The case study demonstrates how the effect of vertical error in the DEM, and the subsequent cost surface, propagates through the LCP modelling process. Whilst the LCPs calculated without and with vertical error shared similarities in their trajectories, the use of probabilistic LCPs has identified that the vertical error within the DEM most influences the location of the calculated LCP in the southern section of the study area. More specifically, the probabilistic LCP has identified three different routes that the LCP could have taken, dependent on a different, but equally likely, realisation of vertical error within the DEM. However, by quantifying the likelihood of the LCP crossing each raster cell, it is apparent that the route following the Roman road is more probable and is therefore a more credible location for the LCP after vertical error is accounted for. Similarly, the two identified routes in the centre of the study area show that the vertical error within the input data, and the subsequent cost surface, impacts which route is more probable, and therefore which better reflects reality. In contrast, the probabilistic LCP has identified one main route in the northern section of the study area. However, unlike the southern section, the Roman road in the northern section does not follow the LCP—that is, the least costly path used when trying to minimise energy expenditure when moving through the landscape. The lack of similarity, therefore, suggests that the location of the Roman road in the northern section may have been influenced by other factors, for example visibility (e.g.
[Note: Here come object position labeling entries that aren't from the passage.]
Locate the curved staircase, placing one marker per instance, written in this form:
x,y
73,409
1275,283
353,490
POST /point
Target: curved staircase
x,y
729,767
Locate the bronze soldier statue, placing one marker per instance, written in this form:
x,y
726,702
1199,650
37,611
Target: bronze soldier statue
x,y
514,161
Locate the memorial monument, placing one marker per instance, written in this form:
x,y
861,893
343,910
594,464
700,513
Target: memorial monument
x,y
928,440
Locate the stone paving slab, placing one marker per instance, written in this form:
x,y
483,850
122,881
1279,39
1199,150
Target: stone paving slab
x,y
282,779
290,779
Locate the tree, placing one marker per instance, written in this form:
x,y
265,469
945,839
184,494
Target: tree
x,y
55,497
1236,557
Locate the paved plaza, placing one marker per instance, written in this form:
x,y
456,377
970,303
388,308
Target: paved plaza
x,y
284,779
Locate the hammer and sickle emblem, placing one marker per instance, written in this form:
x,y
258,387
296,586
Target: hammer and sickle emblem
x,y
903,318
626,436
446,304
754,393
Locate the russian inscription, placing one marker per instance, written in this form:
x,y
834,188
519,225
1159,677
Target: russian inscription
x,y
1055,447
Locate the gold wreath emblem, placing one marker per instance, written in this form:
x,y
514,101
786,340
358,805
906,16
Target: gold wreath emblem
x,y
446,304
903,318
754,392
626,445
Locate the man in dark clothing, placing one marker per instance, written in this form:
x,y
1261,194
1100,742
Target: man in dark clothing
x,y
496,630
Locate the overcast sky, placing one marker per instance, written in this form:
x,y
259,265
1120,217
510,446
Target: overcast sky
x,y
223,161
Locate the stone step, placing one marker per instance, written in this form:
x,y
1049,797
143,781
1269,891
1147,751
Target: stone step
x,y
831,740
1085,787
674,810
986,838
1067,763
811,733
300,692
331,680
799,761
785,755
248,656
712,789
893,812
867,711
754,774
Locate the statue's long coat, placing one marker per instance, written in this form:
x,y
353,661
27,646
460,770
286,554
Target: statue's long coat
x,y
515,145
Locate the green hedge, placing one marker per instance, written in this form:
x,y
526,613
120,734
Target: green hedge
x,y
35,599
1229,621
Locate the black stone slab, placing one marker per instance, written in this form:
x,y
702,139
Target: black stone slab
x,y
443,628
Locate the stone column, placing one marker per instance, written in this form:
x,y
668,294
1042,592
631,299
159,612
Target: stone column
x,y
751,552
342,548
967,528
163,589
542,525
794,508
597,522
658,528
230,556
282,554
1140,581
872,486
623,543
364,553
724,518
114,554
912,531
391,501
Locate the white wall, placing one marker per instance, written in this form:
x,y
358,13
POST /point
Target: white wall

Verhagen & Jeneson, 2012).

Nonetheless, by incorporating and propagating the effect of vertical error in the LCP modelling process, the vertical error within the DEM is accounted for, therefore increasing the reliability that the LCP yields outcomes that better approximates reality. Furthermore, the uncertainty caused by vertical error on the LCP result in the southern and centre section of the study area suggests that higher accuracy DEMs should be used when conducting least cost path analyses. Through this, the uncertainty in the LCP result caused by the vertical error within the DEM will be reduced. It should be noted, however, that there are still errors in the DEM not accounted for. For example, the impact of horizontal error on the LCP results has not been assessed, whilst the 50-m resolution of the DEM averages the ‘true’ elevation surface, and therefore introduces error. Therefore, further research is needed on the assessment of how different errors impact DEMs, their subsequent cost surfaces and when these errors are deemed to have minimal effect on the LCP results.

The most significant contribution of this research lies in the explicit propagation of error on LCP results. By formally incorporating error into the LCP modelling process, uncertainty is quantified, resulting in LCP results of increased reliability. Furthermore, the use of probabilistic LCPs has shown to successfully communicate the uncertainty caused by error, as well as allowing for the identification of multiple potential routes that are the result of different, but equally likely, realisations of error. The quantification of uncertainty on LCP results is therefore of fundamental importance. It is through the explicit acknowledgement that the digital elevation model is not an error-free model of topography that we can aim to confidently use our LCP models as heuristic devices for understanding past human movement, irrespective of the geographical or cultural context. Until then, interpretations of human actions based on LCP models are biased. This research therefore suggests that the use of uncertainty propagation via Monte Carlo simulation is appropriate not just for vertical error but any error that needs to be quantified and visualised when conducting least cost path analysis, or working with cost surfaces more generally.